I got a PLINK file from a publication. I want to have the major allele correspond to the forward strand of hg19 because I want to analyze it with another file that is organized in this manner. I am curious if this is possible and if my thinking below is the right way.
Here is the head of the bim file, it supposed to be hg18. Using the UCSC browser suggests that these are not all reported on the same strand:
6 rs6938233 0 26022056 A G
6 rs2071299 0 26022780 T C
6 rs2071298 0 26022880 A G
6 rs7450342 0 26027459 C T
From looking up these few rsids manually on dbsnp, I think my anticipated result should be something like this when all is said and done: Major allele on forward strand of hg19:
6 25914077 rs6938233 0 T C
6 25914801 rs2071299 0 A G
6 25914901 rs2071298 0 A G
6 25919480 rs7450342 0 C T
I started by using https://github.com/sritchie73/liftOverPlink to lift over to change coordinates to hg19.
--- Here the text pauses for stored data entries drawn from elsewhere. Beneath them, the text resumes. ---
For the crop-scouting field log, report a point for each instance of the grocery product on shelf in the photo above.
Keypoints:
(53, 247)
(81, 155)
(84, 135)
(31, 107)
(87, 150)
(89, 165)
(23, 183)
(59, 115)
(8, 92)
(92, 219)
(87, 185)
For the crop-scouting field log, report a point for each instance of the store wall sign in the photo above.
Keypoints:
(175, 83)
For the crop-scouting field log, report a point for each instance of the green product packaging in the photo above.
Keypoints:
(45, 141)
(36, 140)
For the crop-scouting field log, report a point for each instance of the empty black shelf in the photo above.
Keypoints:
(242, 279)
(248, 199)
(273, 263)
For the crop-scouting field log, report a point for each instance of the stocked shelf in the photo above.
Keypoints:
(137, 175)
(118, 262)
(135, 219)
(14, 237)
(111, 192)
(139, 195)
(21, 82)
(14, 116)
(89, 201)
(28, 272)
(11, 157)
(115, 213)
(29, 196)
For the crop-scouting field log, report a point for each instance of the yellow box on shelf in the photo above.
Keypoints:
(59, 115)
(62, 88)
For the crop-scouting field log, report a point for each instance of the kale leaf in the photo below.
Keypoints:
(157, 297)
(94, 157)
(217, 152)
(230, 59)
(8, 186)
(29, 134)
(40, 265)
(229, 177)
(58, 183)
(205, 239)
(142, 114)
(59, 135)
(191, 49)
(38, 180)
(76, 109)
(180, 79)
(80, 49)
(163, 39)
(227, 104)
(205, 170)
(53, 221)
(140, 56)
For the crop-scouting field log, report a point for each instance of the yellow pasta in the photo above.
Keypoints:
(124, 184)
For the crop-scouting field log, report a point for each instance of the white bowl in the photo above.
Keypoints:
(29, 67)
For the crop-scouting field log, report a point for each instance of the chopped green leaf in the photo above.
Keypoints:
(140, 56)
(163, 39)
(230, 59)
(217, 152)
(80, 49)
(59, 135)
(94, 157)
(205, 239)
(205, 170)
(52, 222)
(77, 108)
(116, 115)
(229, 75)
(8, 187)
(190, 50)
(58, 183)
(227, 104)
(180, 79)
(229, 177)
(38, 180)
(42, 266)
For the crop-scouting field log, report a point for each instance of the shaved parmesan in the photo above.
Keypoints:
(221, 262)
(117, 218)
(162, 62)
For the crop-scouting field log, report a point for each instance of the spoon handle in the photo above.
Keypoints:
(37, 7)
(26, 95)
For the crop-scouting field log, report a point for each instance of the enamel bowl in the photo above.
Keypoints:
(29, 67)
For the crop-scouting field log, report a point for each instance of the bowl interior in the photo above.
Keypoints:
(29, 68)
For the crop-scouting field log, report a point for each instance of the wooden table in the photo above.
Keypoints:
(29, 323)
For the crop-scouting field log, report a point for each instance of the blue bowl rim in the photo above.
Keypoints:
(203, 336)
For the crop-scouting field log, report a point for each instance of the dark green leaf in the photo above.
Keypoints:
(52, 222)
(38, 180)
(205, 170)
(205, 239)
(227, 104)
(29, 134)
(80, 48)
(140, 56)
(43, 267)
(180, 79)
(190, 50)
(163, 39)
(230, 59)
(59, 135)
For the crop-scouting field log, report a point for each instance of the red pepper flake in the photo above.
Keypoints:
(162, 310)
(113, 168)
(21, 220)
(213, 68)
6 rs6938233 0 25914077 A G
6 rs2071299 0 25914801 T C
6 rs2071298 0 25914901 A G
6 rs7450342 0 25919480 T C
Ok, still need everything with the major allele on the forward strand, so I was hoping that I could use https://github.com/biocore-ntnu/snpflip, which gives me this:
chromosome 0_idx_position snp_name genetic_distance allele_1 allele_2 reference reference_rev strand
6 25914076 rs6938233 0 A G C G reverse
6 25914800 rs2071299 0 T C G C reverse
6 25914900 rs2071298 0 A G G C forward
6 25919479 rs7450342 0 T C T A forward
This seems to detect the strandedness well, but not sure how to proceed other than updating the bim file by taking the compliment of everything that is detected as reverse here with plink --flip
and then using plink --ref-from-fa
, which would hopefully give me the desired output above. I am a bit worried about ambiguous SNPs though (G/C A/T). This is getting pretty messy, is my approach even close or is there a better way to achieve this. Any help is greatly appreciated.